'I'll just get you to stand back across the other side of that track for a moment," says Sean Morris as he flips down his safety glasses. "I'm going to be making a bit of noise and a few sparks here."
It is, it turns out, a piece of classically Kiwi understatement - the kind popular with men who make their living doing dangerous stuff, particularly when they're in the presence of somebody whose clean fingernails suggest his most risky daily undertaking is putting boiling water on a tea bag.
By the time I've got my feet, weighed down by safety boots one size too big, at what Morris has deemed a safe distance, he's lowering the high-speed spinning blade of the rail saw on to the mark he's made on the steel and all hell is breaking loose.
I'm glad of the industrial-strength earmuffs he lent me (along with the boots) before he got to work.
Morris and his mate, Dan Bettridge, make one of two gangs - the other is Phil Bernard and Louis Matautia - working through the night on a 600m stretch of the main trunk line near the Parnell Baths.
It's after midnight when they start work and the trains have long since stopped running, but there's a dedicated safety officer, Travis Corbett, with the somewhat sci-fi job title of "Protector". He's in charge of making sure that no train comes hurtling through the work site, a danger more theoretical than actual so close to Britomart, he agrees.
Fittingly, we've started with a detailed safety briefing. As container-laden behemoths of the road turn out of the terminal gate and labour up through the gears towards the motorways, we stand around in the glare of the truck-mounted lights and Morris goes through a checklist of hazards. He laces his warnings with flashes of blokeish humour: when another visitor asks whether there are any hazardous gases, Morris deadpans, "I don't know if Dan's been eating baked beans, but otherwise you should be right."

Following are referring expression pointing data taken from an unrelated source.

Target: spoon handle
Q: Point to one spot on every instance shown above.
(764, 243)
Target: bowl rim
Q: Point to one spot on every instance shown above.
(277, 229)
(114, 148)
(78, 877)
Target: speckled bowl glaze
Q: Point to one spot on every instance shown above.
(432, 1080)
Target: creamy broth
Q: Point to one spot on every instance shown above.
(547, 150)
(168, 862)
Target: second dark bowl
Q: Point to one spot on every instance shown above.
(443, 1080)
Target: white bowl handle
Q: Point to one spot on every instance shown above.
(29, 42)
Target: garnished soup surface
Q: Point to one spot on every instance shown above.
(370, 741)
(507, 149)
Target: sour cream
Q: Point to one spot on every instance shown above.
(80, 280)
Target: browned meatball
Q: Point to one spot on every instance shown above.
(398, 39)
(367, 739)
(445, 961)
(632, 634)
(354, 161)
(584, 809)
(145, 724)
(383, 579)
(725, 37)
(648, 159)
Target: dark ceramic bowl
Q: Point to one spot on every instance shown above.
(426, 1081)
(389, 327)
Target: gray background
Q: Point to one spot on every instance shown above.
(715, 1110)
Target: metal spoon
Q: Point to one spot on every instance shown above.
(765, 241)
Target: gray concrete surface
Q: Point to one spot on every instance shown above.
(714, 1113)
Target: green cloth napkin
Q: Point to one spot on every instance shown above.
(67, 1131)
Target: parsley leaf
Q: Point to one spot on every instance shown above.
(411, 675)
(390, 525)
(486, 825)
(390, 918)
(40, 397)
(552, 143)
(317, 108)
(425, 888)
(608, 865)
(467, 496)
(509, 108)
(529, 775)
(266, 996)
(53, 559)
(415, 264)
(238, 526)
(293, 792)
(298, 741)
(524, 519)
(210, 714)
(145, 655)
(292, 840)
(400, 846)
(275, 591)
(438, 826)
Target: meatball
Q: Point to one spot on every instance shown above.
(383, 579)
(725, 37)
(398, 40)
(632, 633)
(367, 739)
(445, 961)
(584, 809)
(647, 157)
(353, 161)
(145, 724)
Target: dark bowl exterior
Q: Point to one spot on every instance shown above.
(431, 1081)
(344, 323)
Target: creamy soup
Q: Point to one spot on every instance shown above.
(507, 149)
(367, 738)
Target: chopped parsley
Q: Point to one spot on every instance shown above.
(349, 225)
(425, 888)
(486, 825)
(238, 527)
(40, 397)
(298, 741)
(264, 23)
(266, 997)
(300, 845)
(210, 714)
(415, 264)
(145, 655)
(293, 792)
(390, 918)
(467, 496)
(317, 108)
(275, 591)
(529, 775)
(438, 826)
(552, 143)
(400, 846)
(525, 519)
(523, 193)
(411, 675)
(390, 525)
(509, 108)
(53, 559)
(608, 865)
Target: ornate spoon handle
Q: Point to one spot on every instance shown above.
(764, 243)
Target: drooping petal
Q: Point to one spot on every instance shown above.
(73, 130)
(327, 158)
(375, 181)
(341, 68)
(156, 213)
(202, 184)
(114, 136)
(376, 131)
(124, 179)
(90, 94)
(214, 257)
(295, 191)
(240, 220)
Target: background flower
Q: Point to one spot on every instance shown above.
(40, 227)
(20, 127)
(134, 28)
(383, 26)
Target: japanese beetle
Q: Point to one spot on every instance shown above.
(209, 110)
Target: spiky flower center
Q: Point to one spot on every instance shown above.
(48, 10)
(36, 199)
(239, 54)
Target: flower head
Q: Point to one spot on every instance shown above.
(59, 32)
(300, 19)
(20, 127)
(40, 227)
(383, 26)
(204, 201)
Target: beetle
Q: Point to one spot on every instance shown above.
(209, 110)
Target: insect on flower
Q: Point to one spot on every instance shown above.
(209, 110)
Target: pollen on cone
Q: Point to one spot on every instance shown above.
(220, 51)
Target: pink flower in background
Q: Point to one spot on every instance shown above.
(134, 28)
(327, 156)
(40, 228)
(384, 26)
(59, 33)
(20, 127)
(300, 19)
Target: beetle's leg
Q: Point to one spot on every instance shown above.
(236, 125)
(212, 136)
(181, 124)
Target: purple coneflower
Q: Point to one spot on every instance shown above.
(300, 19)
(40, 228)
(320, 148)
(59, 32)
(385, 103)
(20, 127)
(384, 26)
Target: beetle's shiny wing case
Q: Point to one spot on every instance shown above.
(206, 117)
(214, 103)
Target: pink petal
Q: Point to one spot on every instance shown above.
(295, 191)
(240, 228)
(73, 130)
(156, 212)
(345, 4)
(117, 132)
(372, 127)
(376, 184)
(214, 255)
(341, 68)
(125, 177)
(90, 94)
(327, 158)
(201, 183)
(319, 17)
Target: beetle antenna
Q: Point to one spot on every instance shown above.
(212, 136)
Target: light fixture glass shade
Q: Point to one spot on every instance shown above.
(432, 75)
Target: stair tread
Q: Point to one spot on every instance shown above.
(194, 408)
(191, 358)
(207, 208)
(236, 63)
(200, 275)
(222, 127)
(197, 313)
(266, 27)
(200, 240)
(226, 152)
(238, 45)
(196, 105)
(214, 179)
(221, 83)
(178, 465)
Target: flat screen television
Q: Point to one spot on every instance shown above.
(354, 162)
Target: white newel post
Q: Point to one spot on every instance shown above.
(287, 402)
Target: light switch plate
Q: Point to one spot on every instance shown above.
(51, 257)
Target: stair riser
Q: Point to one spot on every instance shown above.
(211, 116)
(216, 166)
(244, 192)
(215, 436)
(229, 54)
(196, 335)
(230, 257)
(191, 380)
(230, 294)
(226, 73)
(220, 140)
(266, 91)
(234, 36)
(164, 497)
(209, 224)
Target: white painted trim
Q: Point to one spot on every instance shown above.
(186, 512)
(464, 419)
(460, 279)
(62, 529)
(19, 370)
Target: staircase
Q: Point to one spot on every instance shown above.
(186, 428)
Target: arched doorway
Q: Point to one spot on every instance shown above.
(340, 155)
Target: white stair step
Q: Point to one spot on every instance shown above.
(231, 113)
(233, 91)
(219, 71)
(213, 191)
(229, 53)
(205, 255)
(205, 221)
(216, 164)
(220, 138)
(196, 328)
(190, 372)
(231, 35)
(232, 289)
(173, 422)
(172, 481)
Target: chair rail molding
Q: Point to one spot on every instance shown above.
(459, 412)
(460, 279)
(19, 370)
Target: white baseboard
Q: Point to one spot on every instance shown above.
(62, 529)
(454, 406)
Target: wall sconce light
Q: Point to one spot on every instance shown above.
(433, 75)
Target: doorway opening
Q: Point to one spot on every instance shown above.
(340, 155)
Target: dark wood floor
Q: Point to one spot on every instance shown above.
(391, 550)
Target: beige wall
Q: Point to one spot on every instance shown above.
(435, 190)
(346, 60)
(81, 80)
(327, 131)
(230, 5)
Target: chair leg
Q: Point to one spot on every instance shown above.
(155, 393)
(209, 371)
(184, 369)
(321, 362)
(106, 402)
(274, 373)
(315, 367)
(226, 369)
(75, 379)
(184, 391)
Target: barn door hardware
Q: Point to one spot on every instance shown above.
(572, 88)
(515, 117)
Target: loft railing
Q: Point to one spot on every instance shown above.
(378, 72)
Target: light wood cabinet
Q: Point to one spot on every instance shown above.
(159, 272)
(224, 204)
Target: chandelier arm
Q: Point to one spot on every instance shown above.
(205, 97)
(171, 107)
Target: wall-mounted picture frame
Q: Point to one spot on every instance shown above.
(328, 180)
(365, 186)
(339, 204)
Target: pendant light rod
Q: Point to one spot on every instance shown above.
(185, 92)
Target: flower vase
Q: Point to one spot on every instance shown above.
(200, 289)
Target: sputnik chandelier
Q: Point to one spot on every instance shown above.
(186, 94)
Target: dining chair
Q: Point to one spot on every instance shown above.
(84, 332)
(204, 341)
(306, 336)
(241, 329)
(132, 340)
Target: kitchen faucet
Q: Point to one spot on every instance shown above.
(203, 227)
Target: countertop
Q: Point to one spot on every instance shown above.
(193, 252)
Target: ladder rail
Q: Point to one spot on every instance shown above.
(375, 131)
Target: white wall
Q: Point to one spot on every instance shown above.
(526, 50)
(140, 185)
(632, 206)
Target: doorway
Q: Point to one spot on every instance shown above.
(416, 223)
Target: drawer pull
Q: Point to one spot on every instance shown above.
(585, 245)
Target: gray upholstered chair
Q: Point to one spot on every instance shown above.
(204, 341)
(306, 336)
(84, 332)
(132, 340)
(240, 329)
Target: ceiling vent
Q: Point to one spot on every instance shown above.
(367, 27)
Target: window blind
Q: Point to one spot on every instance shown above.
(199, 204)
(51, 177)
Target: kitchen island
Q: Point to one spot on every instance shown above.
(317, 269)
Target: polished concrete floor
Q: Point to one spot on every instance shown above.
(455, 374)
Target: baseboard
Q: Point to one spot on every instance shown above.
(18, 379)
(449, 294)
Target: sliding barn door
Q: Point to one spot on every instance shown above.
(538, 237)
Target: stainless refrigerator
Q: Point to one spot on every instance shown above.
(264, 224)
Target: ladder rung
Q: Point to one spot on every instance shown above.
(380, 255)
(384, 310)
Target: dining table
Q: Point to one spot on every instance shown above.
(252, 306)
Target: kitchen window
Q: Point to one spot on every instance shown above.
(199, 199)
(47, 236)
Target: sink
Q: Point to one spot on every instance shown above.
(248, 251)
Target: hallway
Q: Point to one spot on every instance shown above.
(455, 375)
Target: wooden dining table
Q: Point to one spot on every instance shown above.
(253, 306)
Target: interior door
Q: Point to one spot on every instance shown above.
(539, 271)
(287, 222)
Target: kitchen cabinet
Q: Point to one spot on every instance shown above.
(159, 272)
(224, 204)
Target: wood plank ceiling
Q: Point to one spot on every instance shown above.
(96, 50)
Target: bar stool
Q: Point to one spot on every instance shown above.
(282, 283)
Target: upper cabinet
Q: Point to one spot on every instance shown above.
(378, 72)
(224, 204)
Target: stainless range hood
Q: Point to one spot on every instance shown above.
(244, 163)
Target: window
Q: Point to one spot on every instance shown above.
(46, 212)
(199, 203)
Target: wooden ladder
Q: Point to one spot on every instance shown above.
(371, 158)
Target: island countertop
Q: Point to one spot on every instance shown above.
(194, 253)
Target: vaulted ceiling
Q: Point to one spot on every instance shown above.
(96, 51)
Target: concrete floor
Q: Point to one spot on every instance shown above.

The order of the night is destressing the rails. At least three of the men have a go at explaining to me what this is - there are mentions of metal's neutral state and expansion rates (0.017mm per metre per deg C above 32), in case you're interested)- but my eyes keep glazing over.
What is plain is that a rail under stress can buckle. "If you get a buckle here, the train will most probably end up in the tide," says Corbett, pointing into the small bay beyond the embankment, "and we don't want to have to give Len Brown a call in the morning."
Continuous welded rail (also known as ribbon rail) replaced jointed rail last century and has been the industry standard since the 1950s. It's dearer to lay but cheaper to maintain. But it keeps the destress crews busy, day in, night out, attending to the 4000km of track in the three zones of the KiwiRail network.
Morris chucks the 20mm slice of steel rail, stovetop-hot from the friction of the cuts, on to a designated "hot spot" between the rails, marked by a fluoro-paint cross. Hydraulic tensors attached to the rails pull the steel like a rubber band, stretching and slackening it repeatedly to close the gap and take the tension out of the line.
The finishing touch is a thermite weld - a chemical reaction between aluminium powder and a metal oxide - that takes place in a crucible set atop a carefully constructed ceramic housing. It's scarcely new technology - the process was patented in the 1890s - but it is spectacular.
With blinding flames and flashes it creates instant molten metal that drops into the mould. The edges are trimmed while it's still glowing, ground while it's still hot and, within minutes, buffed and polished until it's indistinguishable from the steel rail on either side. You'd need expert eyes to see the join today.
Throughout the process, I've been struck by how traditional the work practices are. The most sophisticated technology, apart from a pocket calculator, is hydraulic. Calculations are done according to old printed tables and mathematical formulas; much of the labour is with sledgehammers and spikes, wedges and spacers.
It takes a lot of work to keep a rail network running smoothly, but you get the sense this crew's Victorian-era counterparts would know what to do if they were asked to lend a hand.